Enzo Siciliano over Natalia Ginzburg
De krantenstukjes van Natalia Ginzburg veroorzaakten in die jaren altijd grote ophef en verdeelden de Italiaanse lezers in twee kampen. De schrijver EnzoSiciliano stelde in een gesprek met de schrijfster, uitgezonden door de radio in mei 1990, vast: ‘Of je was vóór, of je was tégen Natalia Ginzburg’. (pp. 206-7) Het omstreden thema in ‘Huishoudelijk werk’ is de opvoeding, dat bijna altijd is verbonden met de ervaringen van de vorige generatie en voor schrijvers een bron van inspiratie.
Natalia Ginzburg in Rome.
Ginzburg, moeder van drie kinderen, zegt even later tijdens hetzelfde gesprek: ‘… ik denk dat opvoeden heel moeilijk is. Dat de opvoeding zeer moeilijk, misschien zelfs onmogelijk is, en dat je het altijd fout doet.’ (p. 219)
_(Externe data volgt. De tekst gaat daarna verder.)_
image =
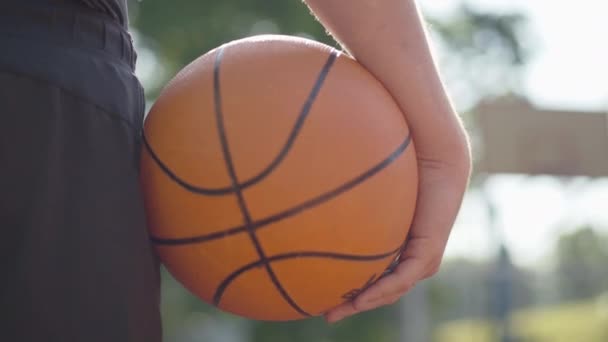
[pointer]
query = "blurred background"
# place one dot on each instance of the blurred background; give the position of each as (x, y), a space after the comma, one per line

Aantekeningen bij Pantoffels en Natalia Ginzburg
Het laatste citaat komt uit: Natalia Ginzburg, È difficile parlare di sé. Conversazione a più voci condotta da Marino Sinibaldi, Einaudi, Turijn, 1999. Natalia Ginzburg, Het is moeilijk over jezelf te spreken. Gesprekken met NG en anderen, geleid door Marino Sinibaldi.